Segundo
noticiou o El País, em 29 de julho de 2017, a Justiça argentina condenou quatro
juízes federais da província de Mendoza, por acobertarem sequestros (inclusive
de crianças), torturas e assassinatos ocorridos durante o regime ditatorial de
1976 a 1983. Os juízes federais foram condenados à prisão perpétua por crimes
contra a humanidade.
A
decisão argentina representa excelente precedente internacional, uma vez que as
instituições judiciais e promotorias de justiça tiveram seus agentes
anistiados, uma vez que não foram processados nem julgados por seus atos de
colaboração com regimes ditatoriais.
Regimes
ditatoriais fascistas, como o português de António de Oliveira Salazar/Marcelo
Caetano (1933-1974) e o espanhol de Francisco
Franco (1939-1975), ao seu término, não tiveram suas decisões do passado
julgadas por meio de uma justiça de transição; o que deixou impunes diversos
atos de exceção e delitos praticados contra a humanidade.
No
Brasil, pouco ou quase nada foi investigado sobre a atuação dos juízes e
promotores de justiça durante a ditadura civil-militar (1964-1985).
No
livro Poder Judiciário e ditaduras brasileiras (ARC Editor, 2015) descrevemos
como a atuação dos ministros do Supremo Tribunal Federal, entre 1.º de abril de 1964 e dezembro de 1968, foi
fundamental para o endurecimento da segunda ditadura republicana brasileira, a
partir de 1969.
Os
juízes do Supremo Tribunal Federal, todos nomeados em governos civis anteriores
a 1964, saudaram e aplaudiram a chegada da ditadura, no Plenário da Corte.
Ministros
do Supremo Tribunal Federal tinham conhecimento de torturas, prisões ilegais, prisões
de estrangeiros (em 1965) e colaboração com outras ditaduras (no que podemos
inferir os passos iniciais da Operação Condor), além de acusações baseadas em
mera “convicção”, relativas a indivíduos sob suspeita de serem denominados de
comunistas, pode-se dizer que num exercício muito semelhante à teoria do
“domínio do fato”, utilizada nos julgamentos do “mensalão” e da “lava jato”,
pela qual foram impostas condenações a pessoas, mediante a suspeita de serem
“chefes”, mas sem que tenha sido produzida uma prova sequer dos fatos
delituosos a elas imputados.
A
Comissão Nacional da Verdade, instituída em 2012 pela lei 12.528/2011, teve
seus holofotes direcionados basicamente sobre os militares, como se estes
fossem os culpados exclusivos pelos males do regime.

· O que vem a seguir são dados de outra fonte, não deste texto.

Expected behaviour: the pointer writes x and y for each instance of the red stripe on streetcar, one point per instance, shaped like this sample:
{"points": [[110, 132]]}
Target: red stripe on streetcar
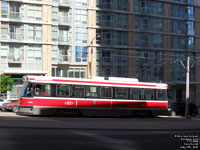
{"points": [[104, 83], [91, 103], [103, 104], [108, 83]]}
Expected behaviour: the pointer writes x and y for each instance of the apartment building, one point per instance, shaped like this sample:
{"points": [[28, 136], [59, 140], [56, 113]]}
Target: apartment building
{"points": [[147, 39], [43, 37]]}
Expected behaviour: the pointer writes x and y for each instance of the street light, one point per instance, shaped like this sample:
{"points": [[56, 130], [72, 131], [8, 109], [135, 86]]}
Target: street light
{"points": [[90, 53]]}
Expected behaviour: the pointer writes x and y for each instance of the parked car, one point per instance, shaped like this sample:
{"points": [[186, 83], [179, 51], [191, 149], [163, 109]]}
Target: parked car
{"points": [[178, 108], [10, 106], [2, 101]]}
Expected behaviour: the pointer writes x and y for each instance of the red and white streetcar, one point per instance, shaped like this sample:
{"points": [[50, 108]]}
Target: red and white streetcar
{"points": [[42, 95]]}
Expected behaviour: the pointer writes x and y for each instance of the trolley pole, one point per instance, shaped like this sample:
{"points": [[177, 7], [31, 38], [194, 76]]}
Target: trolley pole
{"points": [[187, 88]]}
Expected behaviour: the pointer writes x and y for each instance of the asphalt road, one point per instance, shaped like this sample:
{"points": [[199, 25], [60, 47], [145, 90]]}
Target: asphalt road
{"points": [[102, 133]]}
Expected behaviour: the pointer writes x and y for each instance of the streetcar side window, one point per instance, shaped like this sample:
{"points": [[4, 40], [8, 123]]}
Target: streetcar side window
{"points": [[78, 91], [161, 94], [43, 90], [106, 92], [63, 90], [135, 93], [92, 91], [121, 93], [148, 94]]}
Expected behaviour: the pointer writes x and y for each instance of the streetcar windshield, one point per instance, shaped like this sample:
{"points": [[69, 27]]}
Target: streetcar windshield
{"points": [[27, 90]]}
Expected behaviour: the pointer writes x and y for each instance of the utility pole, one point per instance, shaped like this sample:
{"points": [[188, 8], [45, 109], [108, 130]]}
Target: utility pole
{"points": [[187, 88]]}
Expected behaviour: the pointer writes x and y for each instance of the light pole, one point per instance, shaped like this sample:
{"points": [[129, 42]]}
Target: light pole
{"points": [[90, 53], [187, 88]]}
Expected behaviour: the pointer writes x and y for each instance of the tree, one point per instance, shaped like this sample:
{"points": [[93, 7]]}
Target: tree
{"points": [[6, 83]]}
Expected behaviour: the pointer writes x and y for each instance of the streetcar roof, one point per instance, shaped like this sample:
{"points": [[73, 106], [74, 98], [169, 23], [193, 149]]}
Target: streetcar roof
{"points": [[96, 81]]}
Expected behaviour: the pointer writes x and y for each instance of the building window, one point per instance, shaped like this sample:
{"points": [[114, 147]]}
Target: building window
{"points": [[34, 53], [54, 33], [64, 53], [81, 54], [54, 14], [4, 9], [112, 62], [34, 12], [35, 32], [76, 72], [149, 65], [81, 3], [81, 16], [81, 35]]}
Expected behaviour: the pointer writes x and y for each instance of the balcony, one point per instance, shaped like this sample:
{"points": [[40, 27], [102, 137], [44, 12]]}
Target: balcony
{"points": [[64, 21], [16, 36], [63, 59], [65, 3], [16, 16], [64, 40]]}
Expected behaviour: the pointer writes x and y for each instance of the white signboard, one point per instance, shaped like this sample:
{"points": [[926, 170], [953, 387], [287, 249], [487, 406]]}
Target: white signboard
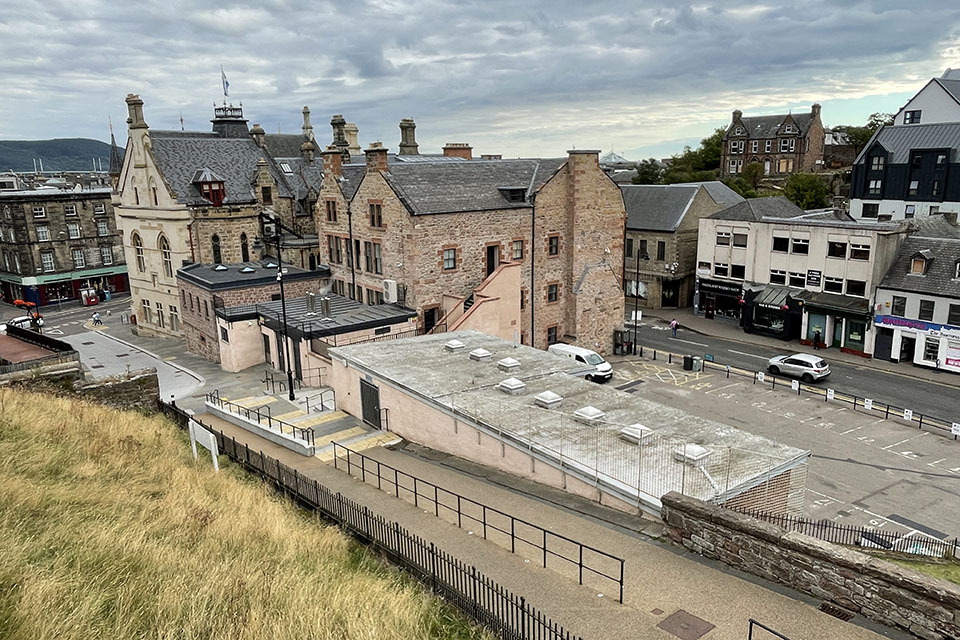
{"points": [[206, 439]]}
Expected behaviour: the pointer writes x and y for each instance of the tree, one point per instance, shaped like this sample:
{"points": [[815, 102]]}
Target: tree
{"points": [[806, 190], [649, 171]]}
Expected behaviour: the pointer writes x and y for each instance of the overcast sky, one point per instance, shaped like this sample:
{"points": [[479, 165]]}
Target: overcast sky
{"points": [[641, 77]]}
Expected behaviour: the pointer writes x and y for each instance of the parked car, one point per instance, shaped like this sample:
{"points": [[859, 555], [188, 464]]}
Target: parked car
{"points": [[800, 365], [603, 371]]}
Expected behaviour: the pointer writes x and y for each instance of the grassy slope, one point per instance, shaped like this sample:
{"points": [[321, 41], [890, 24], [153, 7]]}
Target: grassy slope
{"points": [[108, 529]]}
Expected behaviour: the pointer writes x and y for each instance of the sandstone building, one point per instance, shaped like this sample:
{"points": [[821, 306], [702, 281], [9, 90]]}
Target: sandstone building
{"points": [[196, 197], [426, 231]]}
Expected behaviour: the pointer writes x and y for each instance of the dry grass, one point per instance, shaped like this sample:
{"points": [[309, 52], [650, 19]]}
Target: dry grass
{"points": [[109, 529]]}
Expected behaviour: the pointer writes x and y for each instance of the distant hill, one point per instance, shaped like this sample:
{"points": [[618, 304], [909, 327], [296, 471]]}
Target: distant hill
{"points": [[59, 154]]}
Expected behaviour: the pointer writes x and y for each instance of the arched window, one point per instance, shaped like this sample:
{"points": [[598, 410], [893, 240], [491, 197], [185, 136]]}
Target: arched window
{"points": [[138, 252], [165, 255], [217, 257]]}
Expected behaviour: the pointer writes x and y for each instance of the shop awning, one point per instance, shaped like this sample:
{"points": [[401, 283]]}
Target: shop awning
{"points": [[773, 296], [836, 305]]}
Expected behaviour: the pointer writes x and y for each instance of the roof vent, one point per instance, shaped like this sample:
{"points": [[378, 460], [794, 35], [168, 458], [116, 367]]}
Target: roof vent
{"points": [[480, 354], [548, 400], [512, 386], [637, 434], [454, 345], [588, 415], [692, 454], [508, 364]]}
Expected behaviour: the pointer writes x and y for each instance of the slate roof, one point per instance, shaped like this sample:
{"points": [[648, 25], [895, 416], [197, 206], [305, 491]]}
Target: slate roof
{"points": [[721, 193], [768, 126], [180, 156], [656, 207], [345, 315], [938, 280], [244, 274], [899, 140], [447, 187]]}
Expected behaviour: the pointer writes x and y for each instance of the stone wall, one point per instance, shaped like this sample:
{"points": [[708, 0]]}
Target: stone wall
{"points": [[926, 607]]}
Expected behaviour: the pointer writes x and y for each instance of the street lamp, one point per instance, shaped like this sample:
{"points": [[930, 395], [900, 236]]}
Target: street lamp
{"points": [[279, 227], [636, 298]]}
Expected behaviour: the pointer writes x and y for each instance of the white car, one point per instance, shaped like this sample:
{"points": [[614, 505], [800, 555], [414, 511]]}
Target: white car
{"points": [[800, 365]]}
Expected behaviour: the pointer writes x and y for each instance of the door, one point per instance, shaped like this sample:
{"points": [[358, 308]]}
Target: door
{"points": [[883, 346], [493, 259], [370, 403]]}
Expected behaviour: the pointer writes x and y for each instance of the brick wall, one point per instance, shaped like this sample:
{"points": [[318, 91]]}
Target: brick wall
{"points": [[876, 589]]}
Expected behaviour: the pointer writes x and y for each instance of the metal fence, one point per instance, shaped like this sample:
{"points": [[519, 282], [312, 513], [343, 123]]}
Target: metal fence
{"points": [[521, 533], [475, 595], [909, 542], [305, 434], [872, 406]]}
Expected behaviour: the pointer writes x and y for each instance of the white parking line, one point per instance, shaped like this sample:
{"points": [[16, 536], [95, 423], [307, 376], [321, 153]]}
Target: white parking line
{"points": [[749, 355]]}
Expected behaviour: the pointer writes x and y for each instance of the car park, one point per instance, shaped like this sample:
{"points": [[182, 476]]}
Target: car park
{"points": [[807, 367]]}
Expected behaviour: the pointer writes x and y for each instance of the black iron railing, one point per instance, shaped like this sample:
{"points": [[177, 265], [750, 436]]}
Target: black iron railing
{"points": [[475, 595], [521, 532]]}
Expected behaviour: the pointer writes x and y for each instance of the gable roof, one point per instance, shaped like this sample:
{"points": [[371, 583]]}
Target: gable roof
{"points": [[769, 126], [448, 187], [656, 207], [899, 140], [938, 280]]}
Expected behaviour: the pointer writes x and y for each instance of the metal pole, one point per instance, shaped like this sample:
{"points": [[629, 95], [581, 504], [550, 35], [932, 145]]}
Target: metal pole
{"points": [[283, 308]]}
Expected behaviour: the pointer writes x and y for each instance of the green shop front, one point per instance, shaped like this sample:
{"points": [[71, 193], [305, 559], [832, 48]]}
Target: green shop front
{"points": [[840, 322]]}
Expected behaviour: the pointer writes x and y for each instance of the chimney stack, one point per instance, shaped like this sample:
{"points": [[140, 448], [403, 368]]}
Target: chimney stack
{"points": [[408, 138], [376, 157], [458, 150], [135, 112], [332, 161]]}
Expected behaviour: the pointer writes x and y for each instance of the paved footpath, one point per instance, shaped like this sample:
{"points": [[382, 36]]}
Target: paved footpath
{"points": [[659, 579]]}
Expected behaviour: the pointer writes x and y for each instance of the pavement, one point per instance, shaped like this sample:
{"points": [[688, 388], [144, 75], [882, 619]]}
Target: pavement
{"points": [[660, 580]]}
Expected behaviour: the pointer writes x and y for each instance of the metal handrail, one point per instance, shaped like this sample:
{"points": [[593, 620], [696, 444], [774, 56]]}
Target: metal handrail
{"points": [[434, 494]]}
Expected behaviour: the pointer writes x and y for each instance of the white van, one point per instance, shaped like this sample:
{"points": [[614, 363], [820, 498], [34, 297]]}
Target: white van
{"points": [[603, 369]]}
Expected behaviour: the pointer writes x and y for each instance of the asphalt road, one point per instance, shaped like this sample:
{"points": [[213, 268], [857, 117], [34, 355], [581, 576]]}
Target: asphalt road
{"points": [[898, 388]]}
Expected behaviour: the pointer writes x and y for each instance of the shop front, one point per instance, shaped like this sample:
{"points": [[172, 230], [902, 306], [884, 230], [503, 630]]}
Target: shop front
{"points": [[923, 343], [772, 310], [840, 322], [719, 299]]}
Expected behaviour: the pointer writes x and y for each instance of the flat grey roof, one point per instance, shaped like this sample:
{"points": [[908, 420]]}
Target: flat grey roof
{"points": [[454, 382]]}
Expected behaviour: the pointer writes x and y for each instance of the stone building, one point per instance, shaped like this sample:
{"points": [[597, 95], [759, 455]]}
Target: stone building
{"points": [[662, 228], [782, 144], [205, 289], [55, 243], [196, 197], [432, 229]]}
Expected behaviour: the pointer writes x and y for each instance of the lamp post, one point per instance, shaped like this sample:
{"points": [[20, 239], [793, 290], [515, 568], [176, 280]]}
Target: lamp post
{"points": [[636, 298]]}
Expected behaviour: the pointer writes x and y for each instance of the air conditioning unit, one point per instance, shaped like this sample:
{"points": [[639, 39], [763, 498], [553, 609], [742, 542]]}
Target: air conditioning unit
{"points": [[391, 292]]}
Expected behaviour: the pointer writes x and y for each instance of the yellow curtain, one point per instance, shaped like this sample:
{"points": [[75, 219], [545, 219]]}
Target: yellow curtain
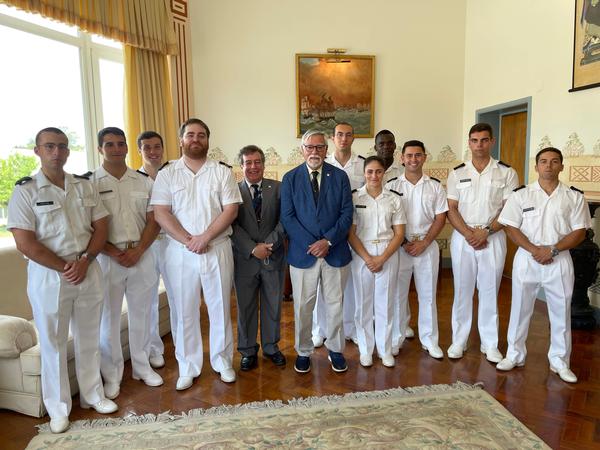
{"points": [[149, 101]]}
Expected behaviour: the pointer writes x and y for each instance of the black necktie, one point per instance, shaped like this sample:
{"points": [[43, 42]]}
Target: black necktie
{"points": [[315, 185], [257, 200]]}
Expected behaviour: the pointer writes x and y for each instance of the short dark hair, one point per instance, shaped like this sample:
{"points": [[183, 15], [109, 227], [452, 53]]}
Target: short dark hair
{"points": [[248, 150], [108, 130], [546, 150], [413, 143], [343, 123], [480, 127], [148, 135], [191, 122], [49, 130], [372, 158]]}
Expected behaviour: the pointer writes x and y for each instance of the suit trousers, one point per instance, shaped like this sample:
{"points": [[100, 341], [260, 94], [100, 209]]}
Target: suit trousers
{"points": [[374, 293], [137, 284], [481, 268], [189, 274], [264, 289], [424, 268], [557, 281], [304, 284], [56, 303]]}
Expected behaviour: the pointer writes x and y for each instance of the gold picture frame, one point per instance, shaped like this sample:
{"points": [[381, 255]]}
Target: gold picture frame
{"points": [[333, 88]]}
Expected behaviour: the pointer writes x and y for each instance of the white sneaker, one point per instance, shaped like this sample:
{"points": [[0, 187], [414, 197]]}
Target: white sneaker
{"points": [[565, 374], [59, 424], [228, 375], [366, 360], [491, 354], [455, 351]]}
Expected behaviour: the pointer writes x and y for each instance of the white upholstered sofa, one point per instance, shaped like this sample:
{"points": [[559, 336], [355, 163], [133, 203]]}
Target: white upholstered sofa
{"points": [[20, 365]]}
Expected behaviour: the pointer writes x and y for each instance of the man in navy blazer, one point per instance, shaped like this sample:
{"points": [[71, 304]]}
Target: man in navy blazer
{"points": [[316, 212]]}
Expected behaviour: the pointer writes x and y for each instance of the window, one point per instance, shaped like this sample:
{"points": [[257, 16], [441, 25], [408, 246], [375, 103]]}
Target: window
{"points": [[54, 75]]}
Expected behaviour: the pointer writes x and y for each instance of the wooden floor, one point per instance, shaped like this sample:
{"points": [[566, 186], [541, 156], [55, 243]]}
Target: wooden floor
{"points": [[565, 416]]}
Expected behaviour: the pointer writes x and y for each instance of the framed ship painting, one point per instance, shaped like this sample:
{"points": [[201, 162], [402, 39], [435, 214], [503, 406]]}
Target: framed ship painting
{"points": [[334, 88], [586, 45]]}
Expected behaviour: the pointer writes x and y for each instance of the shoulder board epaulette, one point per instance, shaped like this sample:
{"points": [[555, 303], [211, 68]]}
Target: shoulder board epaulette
{"points": [[85, 176], [576, 190], [23, 181]]}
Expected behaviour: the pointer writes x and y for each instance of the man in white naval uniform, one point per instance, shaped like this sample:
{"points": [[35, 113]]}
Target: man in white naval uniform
{"points": [[195, 200], [150, 147], [60, 225], [127, 264], [345, 159], [545, 219], [477, 190], [419, 256]]}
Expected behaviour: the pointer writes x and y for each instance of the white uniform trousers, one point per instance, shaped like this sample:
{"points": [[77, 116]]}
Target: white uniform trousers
{"points": [[483, 268], [212, 273], [374, 293], [159, 249], [55, 302], [137, 284], [557, 281], [304, 285], [424, 268], [348, 308]]}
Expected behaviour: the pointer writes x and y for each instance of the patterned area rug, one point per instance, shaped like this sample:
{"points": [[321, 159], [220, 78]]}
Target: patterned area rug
{"points": [[460, 416]]}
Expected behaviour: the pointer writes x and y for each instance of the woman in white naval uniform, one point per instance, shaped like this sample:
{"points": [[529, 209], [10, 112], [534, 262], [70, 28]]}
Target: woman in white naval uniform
{"points": [[545, 219], [375, 236]]}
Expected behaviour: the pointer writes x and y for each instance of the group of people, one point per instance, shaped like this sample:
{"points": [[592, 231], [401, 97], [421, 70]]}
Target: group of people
{"points": [[357, 230]]}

Em decorrência, os
trabalhos da Comissão colaboraram muito pouco para esclarecer a atuação de
juízes e procuradores/promotores de
justiça durante o golpe civil/militar de 1964-1985. E, caso tivesse atuado com profundidade em
relação a essas instituições, muitas arbitrariedades e abusos judiciais com que
nos deparamos hoje poderiam ser evitados.
O
Poder Judiciário, ao contrário do que costumam manifestar em suas sentenças os
juízes do Supremo Tribunal Federal, como Celso de Melo, é muito pouco
republicano, pois não existem neste Poder “igualdade e transparência”,
requisitos fundamentais na República. O juízes se tratam entre si como “órgãos” do Estado e não como servidores do povo.
A
sentença da justiça argentina, acima anunciada, chega até nós em um momento
político importante e delicado, pois representa o resgate da história de
agentes do Poder Judiciário que atuaram contra os interesses do seu povo e
poderá servir de modelo para que se investigue a atuação de juízes e
procuradores/promotores de justiça que conspiram contra seus próprios países,
num traço típico de subserviência colonial.